By this time the day had broken, the Emperor glanced through the writings and recognized that his assassination had been arranged, and sent orders to the governors of the city that Aaron’s mother should be banished to Choerobacchi, Aaron to . . . and his brother, Theodore, to Anchialus. This matter retarded the Emperor’s onward journey for five days.

II Whilst on his way to Thessalonica, where the contingents from all the various districts were assembled, he thought it would not be amiss to hold a review of the troops drawn up in battle array. In a short time the legions were drawn up in companies with their captains in front and the rear-guard and those who held the middle of the line followed in order, all in gleaming armour (and the array was an awesome sight), and fitted close to each other like the wall of a city.

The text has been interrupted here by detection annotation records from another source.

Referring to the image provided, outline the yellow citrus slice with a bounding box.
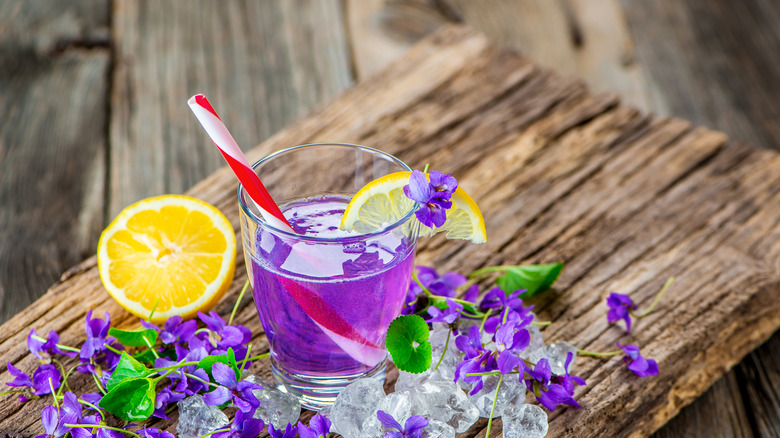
[341,172,487,243]
[97,195,236,322]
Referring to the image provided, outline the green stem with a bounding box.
[184,373,220,388]
[32,335,81,353]
[64,424,143,438]
[469,265,513,278]
[228,279,249,325]
[239,351,271,363]
[78,399,102,412]
[90,373,106,395]
[577,348,621,357]
[631,277,674,318]
[485,376,504,436]
[238,344,252,375]
[479,309,493,331]
[433,329,452,371]
[103,344,122,355]
[412,271,433,297]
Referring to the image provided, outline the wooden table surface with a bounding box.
[0,0,780,437]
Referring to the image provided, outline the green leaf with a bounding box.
[98,377,155,421]
[385,315,431,374]
[496,263,563,298]
[198,348,241,382]
[108,327,157,347]
[106,351,149,391]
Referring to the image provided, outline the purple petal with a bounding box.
[376,411,403,430]
[497,350,520,374]
[203,386,230,406]
[211,362,238,389]
[404,415,428,434]
[404,170,434,204]
[41,406,60,435]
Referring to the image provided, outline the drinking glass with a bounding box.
[238,143,419,409]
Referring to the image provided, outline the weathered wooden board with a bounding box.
[107,0,352,217]
[0,28,780,436]
[0,0,110,321]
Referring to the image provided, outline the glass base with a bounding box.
[271,359,387,411]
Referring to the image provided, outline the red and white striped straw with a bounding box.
[187,94,292,232]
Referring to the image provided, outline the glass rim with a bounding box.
[237,142,420,243]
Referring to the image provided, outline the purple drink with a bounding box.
[244,195,416,407]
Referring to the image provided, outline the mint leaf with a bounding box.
[198,347,241,382]
[106,351,149,391]
[385,315,432,374]
[496,263,563,298]
[108,327,157,347]
[98,377,155,421]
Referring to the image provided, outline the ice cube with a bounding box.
[329,378,385,438]
[530,342,577,376]
[501,404,549,438]
[423,420,455,438]
[176,395,230,438]
[411,382,479,433]
[468,374,526,418]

You would have fancied you were looking at bronze statues and metal soldiers as they all stood absolutely still on the plain with only their spears quivering as if longing to taste flesh. The Emperor arranged them in this order and moved them about and made them man oeuvre how they would advance to the spear-side or to the shield-side. Then he separated the newly-recruited corps from the whole army and appointed as commanders over these soldiers the men whom he himself had especially brought up and trained in military exercises.

Emperor as General

These were three hundred in all, every one of them young and tall, in full physical vigour, with beards scarcely grown and very adroit in the use of the bow and very steady in throwing the spear. They had been chosen from various races and formed a kind of select army within the general Roman army directly under the command of the Emperor as General, for he was to them not only their Emperor but General and teacher as well. From these he further picked out the cleverest and appointed them leaders of their companies and sent them into the valleys through which the barbarian army was expected to pass. But he himself was wintering in Thessalonica.

Now, as we have said, the tyrant Bohemund crossed with an enormous fleet from the other side into our country and then poured his whole Frankish army over our plains. From there he marched on Epidamnus in battle-order thinking he might perhaps be able to take it without a blow; but, if not, he would capture the city by means of siege-engines and stone-throwing machines. This at least was his intention. He bivouacked opposite the gate that opens to the East on which there stands an equestrian statue in bronze, and after reconnoitring he began the siege.